True West magazine and several national associations with history-related themes are among the organizations helping to bring awareness to about the Smith County cabin.
Bob Boze Bell, the executive editor of True West Magazine, the leading Western history magazine, said on Wednesday that he is encouraging his readers to help save the cabin.
"Saving the West is my passion," Bell said. "We are all about salvaging the West. Our motto is, 'if we don't support each other, who will?' We are always looking for causes by locals to save things.
"We support this and will put an editorial behind it. We are doing what we can to bring it to a national audience."
Orin Friesen, operations manager at the Prairie Rose Chuckwagon Supper near Benton and a local country radio personality, launched the effort last month.

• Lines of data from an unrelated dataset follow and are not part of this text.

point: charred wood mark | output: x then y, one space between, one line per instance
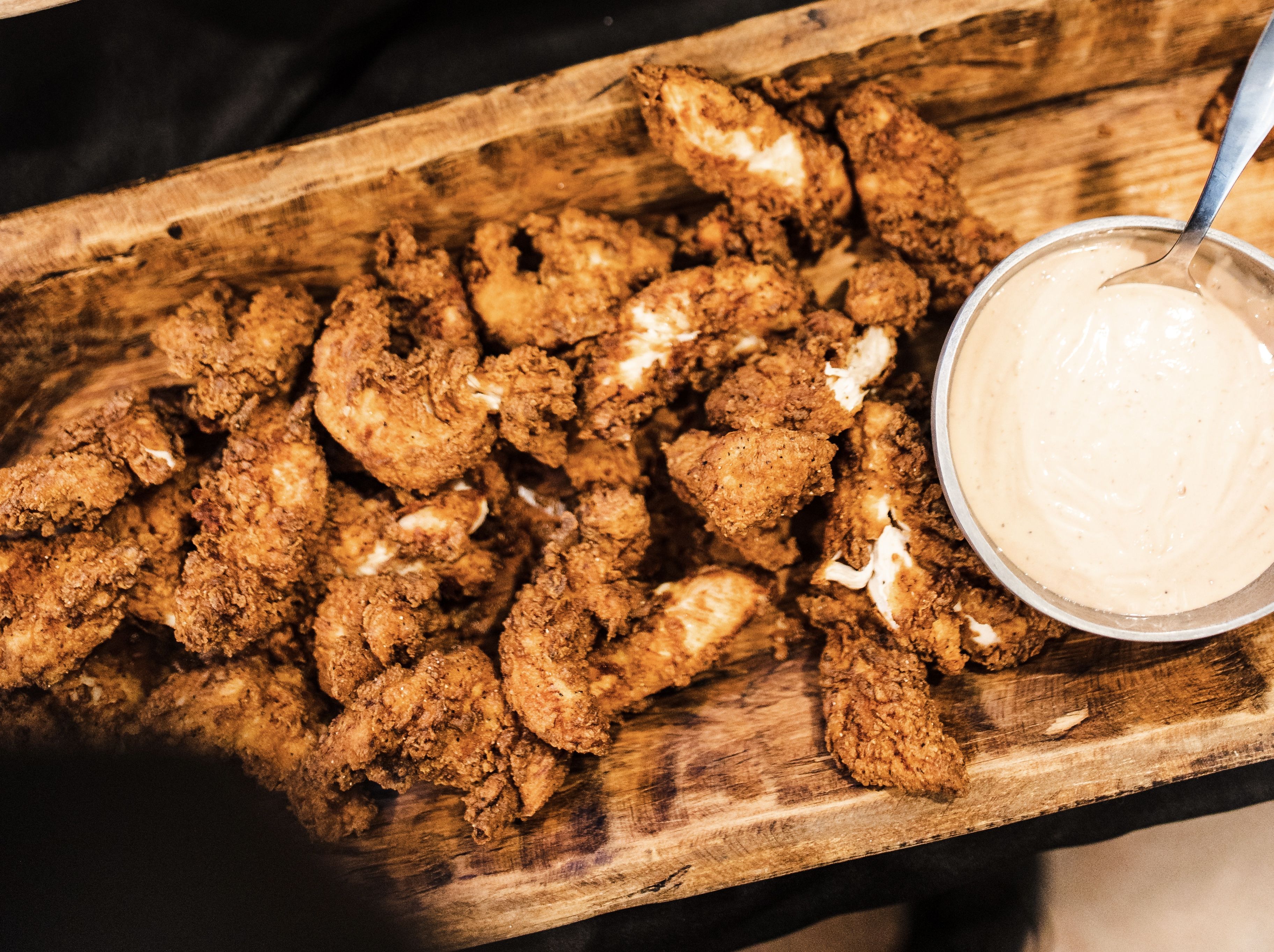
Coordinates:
671 881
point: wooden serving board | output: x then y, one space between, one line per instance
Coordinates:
1067 109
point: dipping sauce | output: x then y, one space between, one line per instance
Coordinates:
1118 444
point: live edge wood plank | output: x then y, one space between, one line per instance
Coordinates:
1067 110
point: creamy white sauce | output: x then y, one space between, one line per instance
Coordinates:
1116 443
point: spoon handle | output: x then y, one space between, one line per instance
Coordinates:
1250 122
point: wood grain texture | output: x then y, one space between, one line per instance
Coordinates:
1067 110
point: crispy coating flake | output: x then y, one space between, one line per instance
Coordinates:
59 599
366 625
444 722
421 421
882 724
814 383
268 718
734 143
426 286
90 467
235 352
891 533
160 523
905 175
564 683
749 478
261 513
687 329
871 282
692 622
586 265
102 700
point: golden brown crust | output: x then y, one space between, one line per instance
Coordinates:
734 143
262 513
268 718
813 383
748 478
236 352
588 265
425 283
59 599
882 724
687 329
891 527
905 175
90 467
444 722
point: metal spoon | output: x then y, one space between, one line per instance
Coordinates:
1250 122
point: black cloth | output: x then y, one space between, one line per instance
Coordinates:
108 91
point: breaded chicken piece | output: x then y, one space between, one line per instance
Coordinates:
160 523
692 622
59 599
235 352
734 143
890 519
585 642
90 467
597 464
871 282
565 287
102 700
905 175
261 513
442 722
687 329
722 234
881 723
749 478
426 286
268 718
369 624
814 383
420 421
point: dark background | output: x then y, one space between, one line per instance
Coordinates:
139 856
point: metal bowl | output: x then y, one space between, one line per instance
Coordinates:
1257 273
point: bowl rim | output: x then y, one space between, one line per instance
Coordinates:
987 550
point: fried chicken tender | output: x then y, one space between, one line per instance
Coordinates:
59 599
426 286
749 478
90 467
366 625
268 718
814 383
686 329
234 351
102 700
160 523
871 282
734 143
261 514
442 722
564 685
588 265
417 422
927 584
690 626
881 722
905 175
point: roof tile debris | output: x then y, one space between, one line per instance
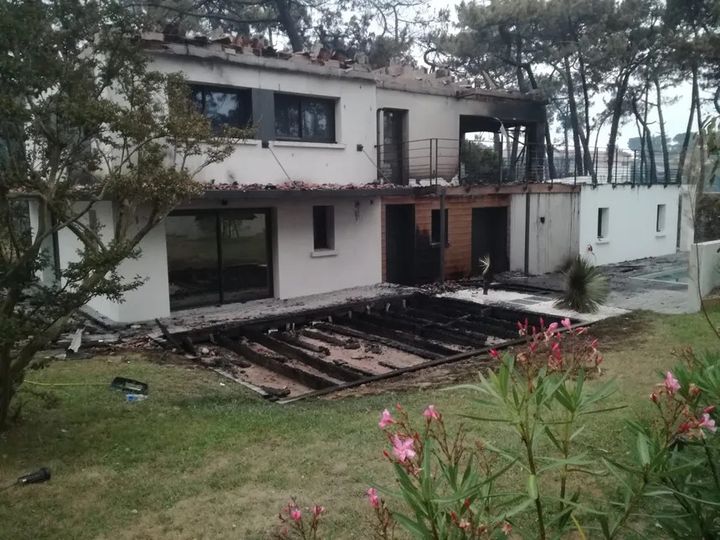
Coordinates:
299 185
390 76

In less than a month's time, more than $6,000 has been raised for the project, some of it donated by Kansas schoolchildren, concerned citizens and Higley family members.

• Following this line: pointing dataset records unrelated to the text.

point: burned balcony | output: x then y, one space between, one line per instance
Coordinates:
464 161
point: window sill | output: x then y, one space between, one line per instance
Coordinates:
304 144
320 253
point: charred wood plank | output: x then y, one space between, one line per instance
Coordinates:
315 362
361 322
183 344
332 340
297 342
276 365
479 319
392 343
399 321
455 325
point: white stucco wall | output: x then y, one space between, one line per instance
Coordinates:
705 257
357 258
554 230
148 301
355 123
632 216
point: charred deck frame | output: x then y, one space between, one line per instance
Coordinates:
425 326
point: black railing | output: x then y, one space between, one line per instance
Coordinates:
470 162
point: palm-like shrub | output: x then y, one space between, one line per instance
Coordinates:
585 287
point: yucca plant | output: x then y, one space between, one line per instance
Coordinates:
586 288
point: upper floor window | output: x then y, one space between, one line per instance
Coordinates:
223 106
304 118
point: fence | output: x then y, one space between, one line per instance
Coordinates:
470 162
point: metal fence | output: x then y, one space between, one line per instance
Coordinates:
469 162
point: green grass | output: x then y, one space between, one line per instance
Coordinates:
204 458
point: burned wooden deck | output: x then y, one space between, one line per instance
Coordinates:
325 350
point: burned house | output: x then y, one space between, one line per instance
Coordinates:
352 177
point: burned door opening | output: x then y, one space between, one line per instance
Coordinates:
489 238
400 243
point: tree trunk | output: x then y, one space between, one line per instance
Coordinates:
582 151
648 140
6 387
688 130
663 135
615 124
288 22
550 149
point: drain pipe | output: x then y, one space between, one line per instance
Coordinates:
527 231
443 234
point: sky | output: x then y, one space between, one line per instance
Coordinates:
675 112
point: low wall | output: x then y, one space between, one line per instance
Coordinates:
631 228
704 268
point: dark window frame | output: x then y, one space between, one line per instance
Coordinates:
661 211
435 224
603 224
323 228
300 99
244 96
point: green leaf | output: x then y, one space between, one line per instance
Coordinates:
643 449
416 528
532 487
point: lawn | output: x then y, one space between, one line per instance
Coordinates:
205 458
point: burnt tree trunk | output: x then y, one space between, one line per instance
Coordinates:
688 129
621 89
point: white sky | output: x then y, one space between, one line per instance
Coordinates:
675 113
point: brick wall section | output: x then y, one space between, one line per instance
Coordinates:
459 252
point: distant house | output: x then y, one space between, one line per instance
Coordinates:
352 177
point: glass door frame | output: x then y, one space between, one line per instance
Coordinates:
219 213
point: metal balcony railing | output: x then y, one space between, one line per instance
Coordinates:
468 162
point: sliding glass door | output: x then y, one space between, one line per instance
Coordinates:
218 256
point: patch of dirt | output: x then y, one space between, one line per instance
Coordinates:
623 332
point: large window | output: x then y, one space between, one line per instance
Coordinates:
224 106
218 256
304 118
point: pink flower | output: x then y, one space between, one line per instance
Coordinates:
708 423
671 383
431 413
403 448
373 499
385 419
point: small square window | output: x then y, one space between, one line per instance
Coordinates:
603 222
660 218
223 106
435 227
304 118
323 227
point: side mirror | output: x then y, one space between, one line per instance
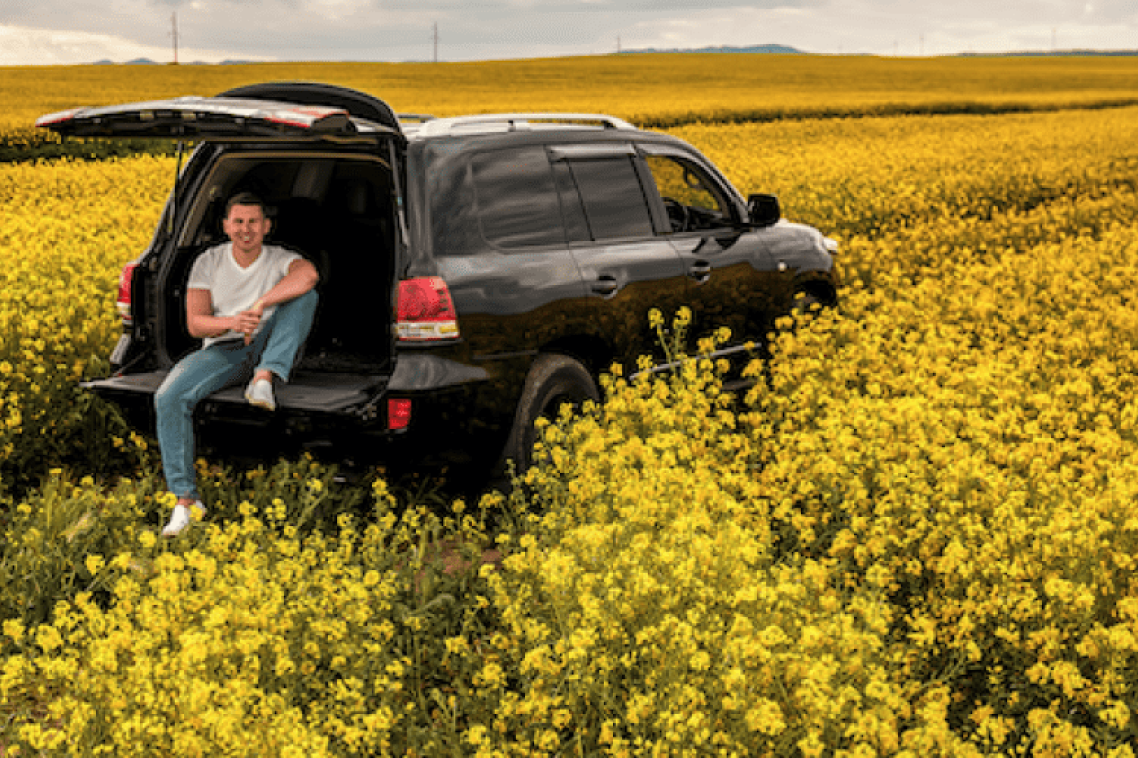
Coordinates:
764 208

The restoration project is expected to cost between $80,000 and $100,000.
Restoration includes landscaping to restore a slope that is causing the cabin's north wall to fail.
In the fall of 1872 in Smith County, Higley, a frontier doctor, penned a six-verse poem he called "My Western Home" at the cabin.
It was later set to music and became the words to "Home on the Range."
The tune quickly spread along the cattle trails and towns throughout the West.
"Just like it is cool to stand at the table where the Civil War's treaty of Appomattox was signed, it means a lot to me to stand in the cabin where the Home on the Range song was written," Murphey said. "Western music has been my life. And there's hardly a more important song than 'Home on the Range.' It is the foundation of western and cowboy music. It was the first widely popular song about the West."
As the song gained in popularity, people all across the nation claimed they wrote it. Still others claimed they wanted the cabin. It was nearly taken out of Kansas at least twice during the 20th century by people offering to buy and move it off its site.
The Rust family, owners of the nonprofit property where the cabin sits, has remained consistently firm it should stay in Kansas and be open to the people wanting to see it.
The cabin is listed on the National Register of Historic Places.
Bell, of True West, said the cabin is an important American symbol of the Old West nationally and internationally.
"It is a critical part of our past that needs to be revered," Bell said. "Kansas is so critical to the development of the Old West. It gets short-shrifted because it was settled early. But every legend in the West came first through Kansas — Bill Tilghman, Custer, Wyatt Earp and Bat Masterson, they are all there in Kansas. The Kansas story is the settling of the West."
Western Days festival
In addition to Murphey's Thursday fundraiser concert for the cabin, the Prairie Rose Ranch is hosting a three-day festival beginning Friday in celebration of the Kansas sesquicentennial. Visitors will be able to enjoy over 40 events, activities and music. They will be able to interact with American Indians, mountain men and cowboys.
Murphey is host of this year's festival. Among the other nationally-known cowboy singers scheduled to perform are R.W. Hampton, Les Gilliam, Barry Ward, Fred Hargrove and Geff Dawson.
Murphey will host a chuckwagon breakfast and wagon ride early on Saturday. He will also be leading a panel discussion on Kansas history with some of the state's experts, such as Kansas historians Leo Oliva and Jim Hoy, and Kansas cowboy Jim Gray.
Daily admission is $10 for adults and $5 for children. Weekend passes can be purchased for $15. Free tickets can be picked up at Sheplers, while they last.
Gates open each day at 9 a.m. with most scheduled activities beginning at 10 a.m., following the daily flag-raising ceremony.
Friday is Kids' Day and all schoolchildren and their teachers can get in for $2 apiece.
Murphey will also perform at the chuckwagon suppers on Friday and Saturday. Tickets for the Friday and Saturday shows are $40.